To create, inspect, or tear down the stateful infrastructure Wolverine needs (queues, tables, topics):

dotnet run -- resources setup     # also: check, list, teardown, statistics

resources setup is a great way to provision a clean environment before a test run.

Step 6: Inspect and Recover Message Storage

For applications using the durable inbox/outbox, the storage command administers the message store:

dotnet run -- storage counts     # incoming / outgoing / scheduled / dead-letter / handled
dotnet run -- storage clear
dotnet run -- storage rebuild                                   # --file to emit the schema script
dotnet run -- storage release --exception-type Some.Exception   # replay dead-lettered messages

storage counts is the quick “is anything backing up?” check, and release re-queues dead-lettered envelopes (optionally filtered to a single exception type). To purge inbox rows already marked Handled:

dotnet run -- clear-handled

Step 7: Export a Full Snapshot with capabilities

dotnet run -- capabilities wolverine.json

Writes a complete JSON description of the application — settings, message types, message store, messaging endpoints, even configured event stores. It’s useful for support, for feeding external tooling, and for detecting unintended configuration drift between deployments.

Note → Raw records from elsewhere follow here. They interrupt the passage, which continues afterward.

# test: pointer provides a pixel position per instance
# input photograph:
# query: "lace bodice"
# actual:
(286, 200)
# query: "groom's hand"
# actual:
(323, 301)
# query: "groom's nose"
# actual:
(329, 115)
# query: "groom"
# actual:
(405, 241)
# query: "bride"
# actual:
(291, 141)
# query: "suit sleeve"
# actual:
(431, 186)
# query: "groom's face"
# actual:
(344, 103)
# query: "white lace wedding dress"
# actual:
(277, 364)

Bonus: Generate OpenAPI Offline (Wolverine.Http)

If you use WolverineFx.Http, you can generate the OpenAPI document without starting the host — no database or broker required, which makes it CI-friendly:

dotnet run -- openapi --list                  # list document names from AddOpenApi()
dotnet run -- openapi -d v1 -o swagger.json    # generate a document to a file
dotnet run -- openapi --route "GET /orders/{id}"

Cheat Sheet

CommandWhat it answers
describeWhat’s my whole configuration?
codegen write / previewWhat code is Wolverine generating?
wolverine-diagnostics codegen-preview…for one handler / endpoint / gRPC service
wolverine-diagnostics describe-routing [--explain] [--json]Where — and why — does a message route?
wolverine-diagnostics describe-handlers <TypeName>Why is (or isn’t) a type discovered as a handler?
check-envCan I connect to my infrastructure?
resources setup / check / teardownProvision or inspect stateful resources
storage counts / clear / rebuild / releaseInbox/outbox state and recovery
clear-handledPurge handled inbox rows
capabilities <file>.jsonFull machine-readable app snapshot
openapiGenerate OpenAPI docs offline (Wolverine.Http)

Where to Go Next

Wait, how does this work with Aspire?

But wait, what if you’re using Aspire as a de facto replacement for docker compose locally such that your applications can’t really run without Aspire being started up first? How is that going to work?

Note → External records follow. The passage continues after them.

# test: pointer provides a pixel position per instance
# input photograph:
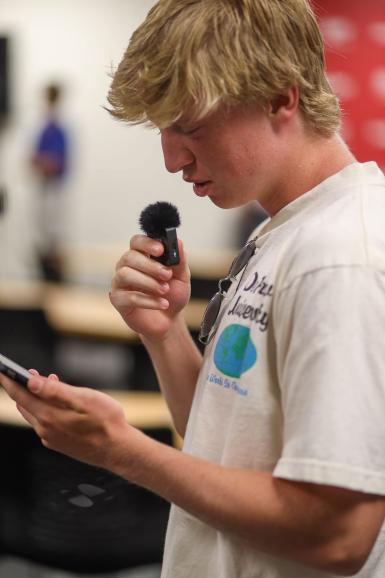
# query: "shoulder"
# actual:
(347, 232)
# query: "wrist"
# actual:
(134, 456)
(177, 330)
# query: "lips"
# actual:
(201, 188)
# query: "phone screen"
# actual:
(13, 370)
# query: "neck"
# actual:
(312, 161)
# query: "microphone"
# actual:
(159, 221)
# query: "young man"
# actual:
(283, 468)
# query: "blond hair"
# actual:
(192, 55)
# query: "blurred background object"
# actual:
(49, 161)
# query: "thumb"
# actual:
(53, 390)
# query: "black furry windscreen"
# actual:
(155, 218)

Um, I need to have a better answer for that myself. Let me get back to you on that one!

So, what’s JasperFx Software’s game plan for AI?

We’re going to throw all the spaghetti up against the wall!

More seriously, we’re going to bet on the command line usage described here + AI Skills combination as our first step. We’re also building quite a bit of MCP support into the CritterWatch commercial tooling that will hopefully be generally available in the next couple weeks. The last bit of planned spaghetti is some spec driven development experimentation we’re doing off in the background that’s going down a Behavior Driven Development strategy rather than trying for any kind of user interface modelling approach.